9. The stirring device according to claim 8, wherein the plurality of cooling rods is radially disposed apart from each other around the stirring rod, and the respective cooling rods are each arranged in parallel with the stirring rod.

10. The stirring device according to claim 1, wherein the cooling drive part is provided to supply the cooling water to the vessel cooling space when the stirring rod rotates.

11. A stirring device comprising: a stirring vessel including an inner chamber having a stirring space and an outer chamber surrounding the inner chamber, and having a vessel cooling space provided between the inner chamber and the outer chamber;a stirring part including a stirring rod disposed in the stirring space and provided with a first space therein, and provided to stir a stirring object accommodated in the stirring space;a plurality of cooling rods each protruding from the inner chamber of the stirring vessel into the stirring space, and connected to the vessel cooling space to enable fluid movement; anda cooling drive part including a first cooling flow passage provided to supply cooling water to the vessel cooling space and a second cooling flow passage for supplying the cooling water to the first space.

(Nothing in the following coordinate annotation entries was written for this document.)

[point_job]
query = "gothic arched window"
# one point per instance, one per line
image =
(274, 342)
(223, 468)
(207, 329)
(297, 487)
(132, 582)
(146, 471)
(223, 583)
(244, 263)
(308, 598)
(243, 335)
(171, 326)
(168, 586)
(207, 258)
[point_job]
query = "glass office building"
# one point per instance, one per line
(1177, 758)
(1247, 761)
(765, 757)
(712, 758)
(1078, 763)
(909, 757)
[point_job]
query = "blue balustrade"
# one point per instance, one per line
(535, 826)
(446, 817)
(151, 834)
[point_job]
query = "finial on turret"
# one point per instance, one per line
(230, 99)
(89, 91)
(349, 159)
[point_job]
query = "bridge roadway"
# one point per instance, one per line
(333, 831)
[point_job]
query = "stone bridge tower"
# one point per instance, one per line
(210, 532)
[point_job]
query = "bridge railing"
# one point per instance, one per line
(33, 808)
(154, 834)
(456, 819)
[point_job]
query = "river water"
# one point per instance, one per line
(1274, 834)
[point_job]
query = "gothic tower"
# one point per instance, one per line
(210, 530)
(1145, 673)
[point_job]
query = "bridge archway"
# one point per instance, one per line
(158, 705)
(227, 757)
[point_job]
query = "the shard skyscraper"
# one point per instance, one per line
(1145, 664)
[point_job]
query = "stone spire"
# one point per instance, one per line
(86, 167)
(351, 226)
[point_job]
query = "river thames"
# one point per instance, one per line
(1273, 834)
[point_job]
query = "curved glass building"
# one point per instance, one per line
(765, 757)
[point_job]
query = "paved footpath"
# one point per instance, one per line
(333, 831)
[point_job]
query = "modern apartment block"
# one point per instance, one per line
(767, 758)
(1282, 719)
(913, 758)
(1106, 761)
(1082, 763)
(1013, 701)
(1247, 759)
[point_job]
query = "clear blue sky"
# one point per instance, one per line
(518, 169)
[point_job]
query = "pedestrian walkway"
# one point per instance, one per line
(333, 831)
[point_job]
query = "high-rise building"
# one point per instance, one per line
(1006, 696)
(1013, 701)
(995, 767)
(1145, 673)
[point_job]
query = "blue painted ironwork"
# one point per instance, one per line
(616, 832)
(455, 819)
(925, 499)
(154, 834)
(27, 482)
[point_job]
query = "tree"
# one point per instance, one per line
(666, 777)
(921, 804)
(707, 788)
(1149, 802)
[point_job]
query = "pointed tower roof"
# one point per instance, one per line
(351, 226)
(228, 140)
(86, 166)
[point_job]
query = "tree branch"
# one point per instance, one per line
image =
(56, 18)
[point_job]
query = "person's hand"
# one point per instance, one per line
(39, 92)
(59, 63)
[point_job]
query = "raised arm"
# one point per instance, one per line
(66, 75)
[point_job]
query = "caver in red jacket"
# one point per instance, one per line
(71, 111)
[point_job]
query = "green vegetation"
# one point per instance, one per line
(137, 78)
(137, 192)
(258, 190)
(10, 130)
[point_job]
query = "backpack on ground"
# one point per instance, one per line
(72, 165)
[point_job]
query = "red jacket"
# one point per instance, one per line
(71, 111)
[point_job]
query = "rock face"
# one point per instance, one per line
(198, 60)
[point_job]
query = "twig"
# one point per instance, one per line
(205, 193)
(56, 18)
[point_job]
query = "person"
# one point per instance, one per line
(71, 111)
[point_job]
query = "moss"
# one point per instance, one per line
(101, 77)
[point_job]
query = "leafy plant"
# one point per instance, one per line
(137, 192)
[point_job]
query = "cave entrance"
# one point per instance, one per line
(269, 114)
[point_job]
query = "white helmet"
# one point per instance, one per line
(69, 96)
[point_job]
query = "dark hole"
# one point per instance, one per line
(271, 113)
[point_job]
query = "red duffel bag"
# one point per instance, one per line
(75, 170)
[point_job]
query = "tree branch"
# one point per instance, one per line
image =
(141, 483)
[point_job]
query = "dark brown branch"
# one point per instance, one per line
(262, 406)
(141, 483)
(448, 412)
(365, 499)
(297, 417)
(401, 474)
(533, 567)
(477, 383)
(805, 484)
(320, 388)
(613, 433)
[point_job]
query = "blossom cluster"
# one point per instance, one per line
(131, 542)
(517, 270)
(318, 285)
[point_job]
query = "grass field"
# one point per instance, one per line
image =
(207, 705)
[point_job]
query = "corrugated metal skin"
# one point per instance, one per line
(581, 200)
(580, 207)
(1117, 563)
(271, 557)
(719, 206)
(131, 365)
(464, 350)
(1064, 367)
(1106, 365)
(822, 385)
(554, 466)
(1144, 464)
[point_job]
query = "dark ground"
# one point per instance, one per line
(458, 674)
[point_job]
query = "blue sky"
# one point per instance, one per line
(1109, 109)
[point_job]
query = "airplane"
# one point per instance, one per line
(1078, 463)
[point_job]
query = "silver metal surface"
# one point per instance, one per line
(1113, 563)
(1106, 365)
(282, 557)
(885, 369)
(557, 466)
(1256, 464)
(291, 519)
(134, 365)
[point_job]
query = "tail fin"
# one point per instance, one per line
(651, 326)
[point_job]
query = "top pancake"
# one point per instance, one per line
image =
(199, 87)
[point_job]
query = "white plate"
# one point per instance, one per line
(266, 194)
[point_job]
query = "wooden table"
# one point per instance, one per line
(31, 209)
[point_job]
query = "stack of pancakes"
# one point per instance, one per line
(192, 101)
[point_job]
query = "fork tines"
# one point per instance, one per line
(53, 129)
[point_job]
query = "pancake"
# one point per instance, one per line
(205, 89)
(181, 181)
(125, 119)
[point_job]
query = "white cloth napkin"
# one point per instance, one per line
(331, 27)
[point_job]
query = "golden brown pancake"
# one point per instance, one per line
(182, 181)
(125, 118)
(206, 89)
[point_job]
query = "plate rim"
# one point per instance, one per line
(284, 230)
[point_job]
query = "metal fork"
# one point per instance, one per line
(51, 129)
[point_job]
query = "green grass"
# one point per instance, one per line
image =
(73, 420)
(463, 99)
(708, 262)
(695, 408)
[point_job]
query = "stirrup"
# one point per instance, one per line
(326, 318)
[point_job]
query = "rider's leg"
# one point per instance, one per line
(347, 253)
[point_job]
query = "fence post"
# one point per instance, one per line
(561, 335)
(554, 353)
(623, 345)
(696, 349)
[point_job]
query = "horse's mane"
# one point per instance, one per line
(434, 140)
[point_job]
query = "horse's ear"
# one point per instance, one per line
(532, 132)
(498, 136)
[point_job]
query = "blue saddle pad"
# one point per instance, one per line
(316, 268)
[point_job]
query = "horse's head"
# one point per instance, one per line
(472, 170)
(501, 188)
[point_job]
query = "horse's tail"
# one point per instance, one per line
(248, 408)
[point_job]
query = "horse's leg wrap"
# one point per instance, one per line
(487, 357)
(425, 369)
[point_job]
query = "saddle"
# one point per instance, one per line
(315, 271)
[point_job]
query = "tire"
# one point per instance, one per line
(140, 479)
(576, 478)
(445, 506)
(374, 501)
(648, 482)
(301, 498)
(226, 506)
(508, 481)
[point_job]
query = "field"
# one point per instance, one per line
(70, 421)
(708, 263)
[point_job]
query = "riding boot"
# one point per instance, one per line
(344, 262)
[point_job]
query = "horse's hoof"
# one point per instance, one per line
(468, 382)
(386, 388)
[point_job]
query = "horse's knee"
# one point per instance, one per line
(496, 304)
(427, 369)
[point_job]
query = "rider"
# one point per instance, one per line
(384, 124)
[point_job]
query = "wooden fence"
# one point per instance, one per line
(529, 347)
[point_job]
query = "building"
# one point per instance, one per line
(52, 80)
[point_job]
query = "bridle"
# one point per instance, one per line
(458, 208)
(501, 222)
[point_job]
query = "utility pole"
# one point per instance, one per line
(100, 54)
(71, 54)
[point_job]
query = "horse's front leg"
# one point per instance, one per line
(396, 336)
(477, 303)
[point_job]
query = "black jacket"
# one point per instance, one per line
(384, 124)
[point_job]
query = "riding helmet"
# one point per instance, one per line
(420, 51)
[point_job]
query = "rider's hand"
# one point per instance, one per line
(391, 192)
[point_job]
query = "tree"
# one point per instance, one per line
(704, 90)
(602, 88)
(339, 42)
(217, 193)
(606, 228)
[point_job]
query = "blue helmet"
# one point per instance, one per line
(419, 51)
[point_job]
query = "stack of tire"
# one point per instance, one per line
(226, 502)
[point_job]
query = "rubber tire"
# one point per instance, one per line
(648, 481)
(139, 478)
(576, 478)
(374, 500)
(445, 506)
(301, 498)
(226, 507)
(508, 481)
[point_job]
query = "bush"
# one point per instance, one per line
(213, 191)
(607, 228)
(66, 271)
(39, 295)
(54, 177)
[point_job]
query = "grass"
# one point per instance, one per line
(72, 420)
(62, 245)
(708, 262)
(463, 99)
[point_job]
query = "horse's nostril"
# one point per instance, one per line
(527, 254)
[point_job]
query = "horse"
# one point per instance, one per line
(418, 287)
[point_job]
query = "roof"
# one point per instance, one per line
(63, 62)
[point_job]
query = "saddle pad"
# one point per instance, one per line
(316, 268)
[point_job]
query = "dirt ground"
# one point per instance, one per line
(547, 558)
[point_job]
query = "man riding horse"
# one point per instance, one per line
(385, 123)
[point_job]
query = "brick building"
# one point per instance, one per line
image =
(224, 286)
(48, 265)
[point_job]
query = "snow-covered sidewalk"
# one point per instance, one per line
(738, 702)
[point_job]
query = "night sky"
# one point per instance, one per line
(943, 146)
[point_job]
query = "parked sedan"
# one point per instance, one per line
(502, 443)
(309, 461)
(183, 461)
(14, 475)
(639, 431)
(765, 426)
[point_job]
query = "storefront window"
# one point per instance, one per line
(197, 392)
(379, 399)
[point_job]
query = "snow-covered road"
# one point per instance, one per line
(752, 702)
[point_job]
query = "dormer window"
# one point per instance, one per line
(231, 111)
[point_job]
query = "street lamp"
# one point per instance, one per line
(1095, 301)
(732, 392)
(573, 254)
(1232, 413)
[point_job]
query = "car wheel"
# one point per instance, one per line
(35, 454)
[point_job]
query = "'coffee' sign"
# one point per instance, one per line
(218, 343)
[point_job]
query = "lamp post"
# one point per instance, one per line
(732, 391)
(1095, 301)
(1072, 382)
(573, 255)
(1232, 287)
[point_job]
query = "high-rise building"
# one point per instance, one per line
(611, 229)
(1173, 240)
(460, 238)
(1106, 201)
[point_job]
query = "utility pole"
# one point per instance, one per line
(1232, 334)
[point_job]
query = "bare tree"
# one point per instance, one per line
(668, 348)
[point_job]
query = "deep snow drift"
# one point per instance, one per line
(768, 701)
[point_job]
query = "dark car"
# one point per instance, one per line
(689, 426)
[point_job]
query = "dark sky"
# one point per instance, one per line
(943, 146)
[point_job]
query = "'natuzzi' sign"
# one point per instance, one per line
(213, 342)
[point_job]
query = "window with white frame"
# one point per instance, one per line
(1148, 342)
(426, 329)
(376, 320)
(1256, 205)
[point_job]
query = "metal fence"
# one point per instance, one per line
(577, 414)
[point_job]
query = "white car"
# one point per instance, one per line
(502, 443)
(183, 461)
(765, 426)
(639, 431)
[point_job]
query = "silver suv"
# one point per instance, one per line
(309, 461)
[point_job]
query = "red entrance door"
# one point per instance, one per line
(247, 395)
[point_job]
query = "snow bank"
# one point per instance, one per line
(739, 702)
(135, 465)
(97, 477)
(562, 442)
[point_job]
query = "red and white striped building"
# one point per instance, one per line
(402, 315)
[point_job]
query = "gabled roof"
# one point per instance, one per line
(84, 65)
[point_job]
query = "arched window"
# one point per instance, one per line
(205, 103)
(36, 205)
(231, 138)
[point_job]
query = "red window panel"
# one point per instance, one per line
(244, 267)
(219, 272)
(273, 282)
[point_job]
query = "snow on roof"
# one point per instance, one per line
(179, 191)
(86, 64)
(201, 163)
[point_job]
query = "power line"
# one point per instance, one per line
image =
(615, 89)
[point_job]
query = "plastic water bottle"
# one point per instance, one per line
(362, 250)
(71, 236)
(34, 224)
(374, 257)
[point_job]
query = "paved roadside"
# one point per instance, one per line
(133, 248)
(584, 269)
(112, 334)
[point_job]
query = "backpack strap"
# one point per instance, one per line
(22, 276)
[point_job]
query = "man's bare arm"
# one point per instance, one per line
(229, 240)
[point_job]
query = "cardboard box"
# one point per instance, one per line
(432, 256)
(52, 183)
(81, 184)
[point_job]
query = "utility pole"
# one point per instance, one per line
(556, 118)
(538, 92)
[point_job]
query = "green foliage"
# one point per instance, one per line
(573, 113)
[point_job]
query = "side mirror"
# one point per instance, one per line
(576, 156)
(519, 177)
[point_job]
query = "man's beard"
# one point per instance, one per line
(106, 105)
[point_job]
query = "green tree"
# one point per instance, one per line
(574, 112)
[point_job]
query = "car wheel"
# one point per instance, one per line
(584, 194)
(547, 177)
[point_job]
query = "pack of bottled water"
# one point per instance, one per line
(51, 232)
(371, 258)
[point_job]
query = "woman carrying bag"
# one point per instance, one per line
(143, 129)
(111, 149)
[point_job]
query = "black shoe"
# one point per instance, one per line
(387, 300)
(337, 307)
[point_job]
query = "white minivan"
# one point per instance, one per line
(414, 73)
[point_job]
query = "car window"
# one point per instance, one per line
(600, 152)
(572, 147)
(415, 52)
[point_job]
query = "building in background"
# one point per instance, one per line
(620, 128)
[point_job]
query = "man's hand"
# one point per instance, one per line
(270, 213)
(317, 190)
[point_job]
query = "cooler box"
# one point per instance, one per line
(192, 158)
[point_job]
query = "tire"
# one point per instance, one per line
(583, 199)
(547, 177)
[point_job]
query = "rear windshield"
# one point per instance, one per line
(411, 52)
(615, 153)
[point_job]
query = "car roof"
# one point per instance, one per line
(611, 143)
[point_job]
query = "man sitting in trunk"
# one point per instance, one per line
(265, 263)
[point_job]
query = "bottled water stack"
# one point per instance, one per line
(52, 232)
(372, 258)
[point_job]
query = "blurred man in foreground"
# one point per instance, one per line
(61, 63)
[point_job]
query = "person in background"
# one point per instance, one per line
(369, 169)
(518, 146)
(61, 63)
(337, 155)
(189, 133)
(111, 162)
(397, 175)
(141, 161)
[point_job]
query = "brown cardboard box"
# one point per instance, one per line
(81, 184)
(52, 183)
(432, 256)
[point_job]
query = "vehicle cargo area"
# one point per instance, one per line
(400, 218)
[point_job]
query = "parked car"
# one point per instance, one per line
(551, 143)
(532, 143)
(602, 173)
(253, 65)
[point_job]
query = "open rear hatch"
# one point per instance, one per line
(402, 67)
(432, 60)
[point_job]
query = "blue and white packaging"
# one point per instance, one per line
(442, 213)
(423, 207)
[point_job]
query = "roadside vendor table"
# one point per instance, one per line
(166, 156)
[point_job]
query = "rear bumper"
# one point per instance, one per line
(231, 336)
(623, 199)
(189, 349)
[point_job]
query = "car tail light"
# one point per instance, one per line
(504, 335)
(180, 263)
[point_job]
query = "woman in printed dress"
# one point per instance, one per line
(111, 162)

12. The stirring device according to claim 11, wherein the plurality of cooling rods is radially disposed apart from each other around the stirring rod, and the respective cooling rods are each arranged in parallel with the stirring rod.

13. The stirring device according to claim 11, wherein each cooling rod has a second space connected to the vessel cooling space to enable fluid movement.

14. The stirring device according to claim 11, wherein the cooling drive part is provided to simultaneously supply the cooling water to the first cooling flow passage and the second cooling flow passage.

15. The stirring device according to claim 11, wherein the cooling drive part is provided to supply the cooling water to one or more cooling flow passages of the first cooling flow passage and the second cooling flow passage when the stirring rod rotates.